3. Make Use of a Back Three (or Five When Out of Possession)
When sides that deploy a 4-3-3 allow their forwards to press within the width of the 18-yard box, it can create an issue when playing with a flat back four. To counter this, you may want to consider adopting a three-man central defensive line, especially if you have highly capable and accomplished defenders who are able to go man-for man.
Thomas Tuchel did this superbly when setting up his PSG side to beat Liverpool in November 2018, creating a flexible defensive shape that often resembled a 5-3-2 or 5-4-1 when out of possession. When the Parisians had the ball, however, their wing backs pushed on to create a 3-4-3 or a 3-3-4 in some instances, creating attacking overloads and passing lines through which to play around the Reds’ aggressive press.
Often, the attacking quartet of Neymar, Kylian Mbappe, Edinson Cavani and Angel Di Maria would take up advanced half spaces and leave Marco Verratti as the only orthodox central midfielder when in possession, with the wing backs tucking in to go man-for-man all over the park.
This is a bold strategy that requires considerable discipline, while it also asks your attacking players to take up intelligent positions and rotate continually when in possession.
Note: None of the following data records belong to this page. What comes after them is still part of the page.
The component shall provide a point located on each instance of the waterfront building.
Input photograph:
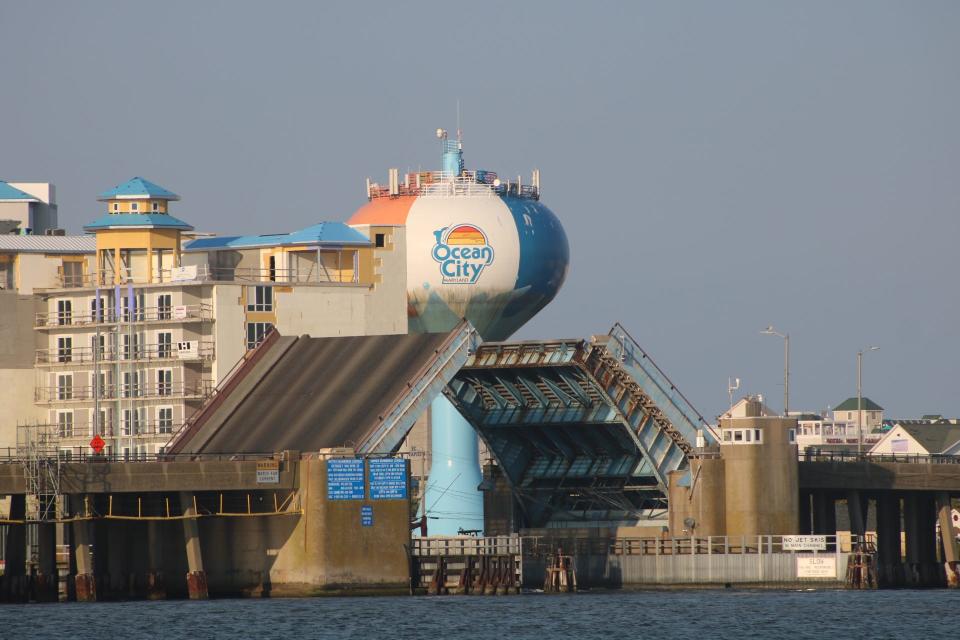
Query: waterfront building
(134, 330)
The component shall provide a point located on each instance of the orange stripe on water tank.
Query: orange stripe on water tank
(383, 211)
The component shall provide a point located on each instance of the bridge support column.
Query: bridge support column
(920, 519)
(82, 534)
(14, 579)
(825, 516)
(889, 565)
(857, 509)
(948, 539)
(196, 577)
(46, 585)
(155, 585)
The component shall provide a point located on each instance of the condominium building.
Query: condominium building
(135, 337)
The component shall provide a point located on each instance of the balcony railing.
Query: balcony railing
(315, 272)
(109, 316)
(112, 354)
(144, 391)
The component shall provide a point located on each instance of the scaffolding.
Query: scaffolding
(38, 450)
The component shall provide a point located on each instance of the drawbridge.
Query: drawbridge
(583, 430)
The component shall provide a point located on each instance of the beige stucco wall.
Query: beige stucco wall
(17, 348)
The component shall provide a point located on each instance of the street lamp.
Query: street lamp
(860, 399)
(770, 331)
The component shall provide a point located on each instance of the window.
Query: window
(64, 312)
(165, 420)
(164, 344)
(65, 424)
(97, 346)
(260, 299)
(131, 384)
(132, 422)
(164, 306)
(164, 382)
(99, 384)
(97, 309)
(64, 349)
(256, 332)
(65, 386)
(131, 346)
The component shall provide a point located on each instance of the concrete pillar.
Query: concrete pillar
(889, 567)
(825, 516)
(46, 586)
(155, 586)
(857, 510)
(948, 539)
(806, 513)
(196, 577)
(82, 536)
(14, 579)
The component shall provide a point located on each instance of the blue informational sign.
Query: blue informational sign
(388, 479)
(345, 479)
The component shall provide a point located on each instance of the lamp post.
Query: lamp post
(860, 399)
(770, 331)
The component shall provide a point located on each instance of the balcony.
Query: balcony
(62, 320)
(62, 357)
(111, 392)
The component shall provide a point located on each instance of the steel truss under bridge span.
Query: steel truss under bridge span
(583, 430)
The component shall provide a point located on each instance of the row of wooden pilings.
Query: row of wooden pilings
(102, 555)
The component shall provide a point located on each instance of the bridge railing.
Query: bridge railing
(709, 545)
(853, 456)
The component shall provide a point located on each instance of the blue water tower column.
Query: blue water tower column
(451, 501)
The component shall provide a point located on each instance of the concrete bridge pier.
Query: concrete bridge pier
(14, 580)
(948, 540)
(85, 582)
(919, 517)
(156, 589)
(196, 577)
(889, 562)
(825, 515)
(46, 587)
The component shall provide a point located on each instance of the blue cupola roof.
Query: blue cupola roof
(12, 193)
(138, 188)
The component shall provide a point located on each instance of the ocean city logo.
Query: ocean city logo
(463, 252)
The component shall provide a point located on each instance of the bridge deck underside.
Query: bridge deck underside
(575, 439)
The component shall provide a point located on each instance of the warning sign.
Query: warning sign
(97, 444)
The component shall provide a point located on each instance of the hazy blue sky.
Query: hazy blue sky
(718, 166)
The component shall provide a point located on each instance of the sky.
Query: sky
(718, 166)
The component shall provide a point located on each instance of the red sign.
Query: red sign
(97, 444)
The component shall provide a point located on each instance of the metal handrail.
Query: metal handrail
(150, 351)
(109, 316)
(142, 391)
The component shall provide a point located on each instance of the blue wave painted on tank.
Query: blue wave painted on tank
(544, 260)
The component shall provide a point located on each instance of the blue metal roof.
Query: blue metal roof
(12, 193)
(321, 233)
(134, 220)
(139, 187)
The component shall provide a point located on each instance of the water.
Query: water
(705, 615)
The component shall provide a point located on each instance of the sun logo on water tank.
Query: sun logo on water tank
(463, 252)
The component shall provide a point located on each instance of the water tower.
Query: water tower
(481, 247)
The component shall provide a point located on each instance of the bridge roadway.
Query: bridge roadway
(211, 473)
(867, 475)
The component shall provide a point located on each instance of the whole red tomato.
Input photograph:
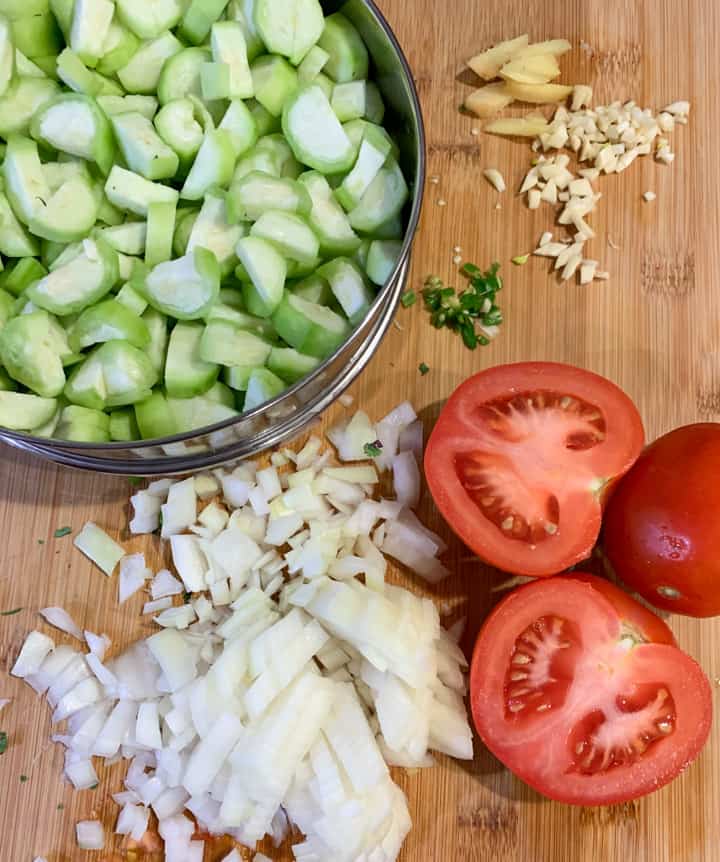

You’ll also need your players to win their individual duels, so it’s not necessarily wise when setting up against superior teams.
The Last Word
The 4-3-3 is arguably the most balanced and complete formation, and one that offers both attacking and defensive strength in abundance.
It’s also a preferred system for accomplished teams that like to press high, making it incredibly difficult to defend against while also retaining an attacking threat.
As we can see, however, there are ways in which you can counter the 4-3-3 and play through (or around) the first and second passing lines, while making effective use of the space left in wide areas!